The gradual loss of power suggests a fuel flow issue and would check flow at carb inlet from tank and then at float valve with bowl removed also checking for sticking float action.:wink2:


----------



## 1132le (Feb 23, 2017)

Its not the gas cap if it was the engine would just stall not start to come up on the gov


----------



## ksnh18 (Dec 24, 2017)

DriverRider said:


> The gradual loss of power suggests a fuel flow issue and would check flow at carb inlet from tank and then at float valve with bowl removed.:wink2:


What fuel flow impediment could cause gradual speed loss under load but still consistently allow revving from near bogging speed to the same nearly normal (and very usable) speed? Not skeptical, just interested in what carb scenario could consistently slow and then surge engine speed? I would think that a disconnected throttle plate would not have consistent and gradual symptoms, and I'm not clear how you could envision a carb float responding to load, as only a fuel level change in the bowl would trip the flow valve and it only takes 3-5 feet of deep snow running to trigger the run down/rev up cycle. Hardly enough use to significantly change float bowl fuel levels, no? 

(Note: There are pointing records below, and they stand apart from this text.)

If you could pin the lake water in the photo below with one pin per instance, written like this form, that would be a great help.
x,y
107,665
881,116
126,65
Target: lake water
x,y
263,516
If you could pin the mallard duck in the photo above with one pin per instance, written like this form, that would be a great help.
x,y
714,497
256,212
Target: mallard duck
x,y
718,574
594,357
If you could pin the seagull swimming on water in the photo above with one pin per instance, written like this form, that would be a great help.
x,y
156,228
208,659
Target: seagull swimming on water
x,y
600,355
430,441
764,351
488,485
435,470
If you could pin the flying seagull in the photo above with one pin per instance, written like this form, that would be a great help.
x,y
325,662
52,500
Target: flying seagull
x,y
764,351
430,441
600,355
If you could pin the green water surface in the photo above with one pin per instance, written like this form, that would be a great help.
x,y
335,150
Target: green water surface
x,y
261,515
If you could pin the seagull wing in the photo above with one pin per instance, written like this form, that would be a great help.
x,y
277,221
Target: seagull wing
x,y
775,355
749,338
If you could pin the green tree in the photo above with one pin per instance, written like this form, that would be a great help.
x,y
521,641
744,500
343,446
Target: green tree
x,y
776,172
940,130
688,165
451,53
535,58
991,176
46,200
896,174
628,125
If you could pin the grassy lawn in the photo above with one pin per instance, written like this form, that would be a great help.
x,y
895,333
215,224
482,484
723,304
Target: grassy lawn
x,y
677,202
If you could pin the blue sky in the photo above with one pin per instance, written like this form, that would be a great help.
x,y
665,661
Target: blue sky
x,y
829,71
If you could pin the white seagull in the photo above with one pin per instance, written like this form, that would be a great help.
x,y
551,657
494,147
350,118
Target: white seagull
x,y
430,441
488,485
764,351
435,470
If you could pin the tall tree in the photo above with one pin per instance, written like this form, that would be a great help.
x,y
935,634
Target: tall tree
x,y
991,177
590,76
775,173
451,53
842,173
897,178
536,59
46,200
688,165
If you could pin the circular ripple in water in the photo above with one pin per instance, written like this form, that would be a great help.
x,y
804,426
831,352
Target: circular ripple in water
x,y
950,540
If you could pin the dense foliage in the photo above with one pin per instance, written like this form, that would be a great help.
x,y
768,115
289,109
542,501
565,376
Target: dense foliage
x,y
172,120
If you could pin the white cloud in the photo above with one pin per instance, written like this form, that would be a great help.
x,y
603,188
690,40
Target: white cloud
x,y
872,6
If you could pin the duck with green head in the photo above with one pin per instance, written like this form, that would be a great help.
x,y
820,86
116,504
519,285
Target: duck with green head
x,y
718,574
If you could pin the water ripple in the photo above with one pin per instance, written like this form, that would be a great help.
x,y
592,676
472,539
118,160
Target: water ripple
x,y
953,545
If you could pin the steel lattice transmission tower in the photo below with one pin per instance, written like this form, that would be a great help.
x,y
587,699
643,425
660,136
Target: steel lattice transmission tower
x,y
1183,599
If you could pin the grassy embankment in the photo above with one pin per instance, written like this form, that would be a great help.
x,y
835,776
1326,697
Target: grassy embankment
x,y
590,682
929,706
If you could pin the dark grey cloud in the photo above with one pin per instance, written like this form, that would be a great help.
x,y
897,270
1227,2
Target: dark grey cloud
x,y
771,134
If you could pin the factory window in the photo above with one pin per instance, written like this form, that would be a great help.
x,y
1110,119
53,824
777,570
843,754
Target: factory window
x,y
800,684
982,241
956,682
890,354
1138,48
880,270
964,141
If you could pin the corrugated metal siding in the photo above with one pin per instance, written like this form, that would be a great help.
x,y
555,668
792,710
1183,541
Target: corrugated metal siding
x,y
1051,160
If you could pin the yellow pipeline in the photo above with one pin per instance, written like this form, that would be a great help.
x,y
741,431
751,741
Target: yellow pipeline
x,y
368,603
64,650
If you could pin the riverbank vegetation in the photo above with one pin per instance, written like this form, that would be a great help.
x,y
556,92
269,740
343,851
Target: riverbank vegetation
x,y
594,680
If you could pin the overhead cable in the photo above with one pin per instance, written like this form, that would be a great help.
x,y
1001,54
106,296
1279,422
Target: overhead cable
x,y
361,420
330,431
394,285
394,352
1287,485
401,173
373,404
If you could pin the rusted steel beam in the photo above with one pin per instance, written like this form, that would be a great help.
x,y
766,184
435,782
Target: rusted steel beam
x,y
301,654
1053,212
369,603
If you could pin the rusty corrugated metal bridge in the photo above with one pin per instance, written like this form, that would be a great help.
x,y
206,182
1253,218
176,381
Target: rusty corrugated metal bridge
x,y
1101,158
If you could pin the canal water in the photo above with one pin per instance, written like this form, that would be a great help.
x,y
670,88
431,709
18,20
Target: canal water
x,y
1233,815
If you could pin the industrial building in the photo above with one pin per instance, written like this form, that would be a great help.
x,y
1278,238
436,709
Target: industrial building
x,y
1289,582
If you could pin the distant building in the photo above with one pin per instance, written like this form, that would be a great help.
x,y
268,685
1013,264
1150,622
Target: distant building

My sense is that the bogging down is normal for the load, and that the power is there to overcome load if requested, but the governor is just not reacting quickly enough to make the compensation relatively seamless. I'll explore all suggestions, but I am going to key on the governor and throttle plate area, b/c that seems to be the likeliest perp.


----------



## tadawson (Jan 3, 2018)

I must dissent with the masses. To me, this sounds like the gov shaft is gunked up, and won't allow movement until the speed drops enough to put enough pressure on it to break free. Check the gov arm for free motion, and clean and lightly lube the gov shaft where is comes out of the engine case. Also verify that the throttle plate on the carb is not similarly gunked up and sticking . . . .


----------



## DriverRider (Nov 20, 2016)

ksnh18 said:


> What fuel flow impediment could cause gradual speed loss under load but still consistently allow revving from near bogging speed to the same nearly normal (and very usable) speed? Not skeptical, just interested in what carb scenario could consistently slow and then surge engine speed? I would think that a disconnected throttle plate would not have consistent and gradual symptoms, and I'm not clear how you could envision a carb float responding to load, as only a fuel level change in the bowl would trip the flow valve and it only takes 3-5 feet of deep snow running to trigger the run down/rev up cycle. Hardly enough use to significantly change float bowl fuel levels, no?
> 
> My sense is that the bogging down is normal for the load, and that the power is there to overcome load if requested, but the governor is just not reacting quickly enough to make the compensation relatively seamless. I'll explore all suggestions, but I am going to key on the governor and throttle plate area, b/c that seems to be the likeliest perp.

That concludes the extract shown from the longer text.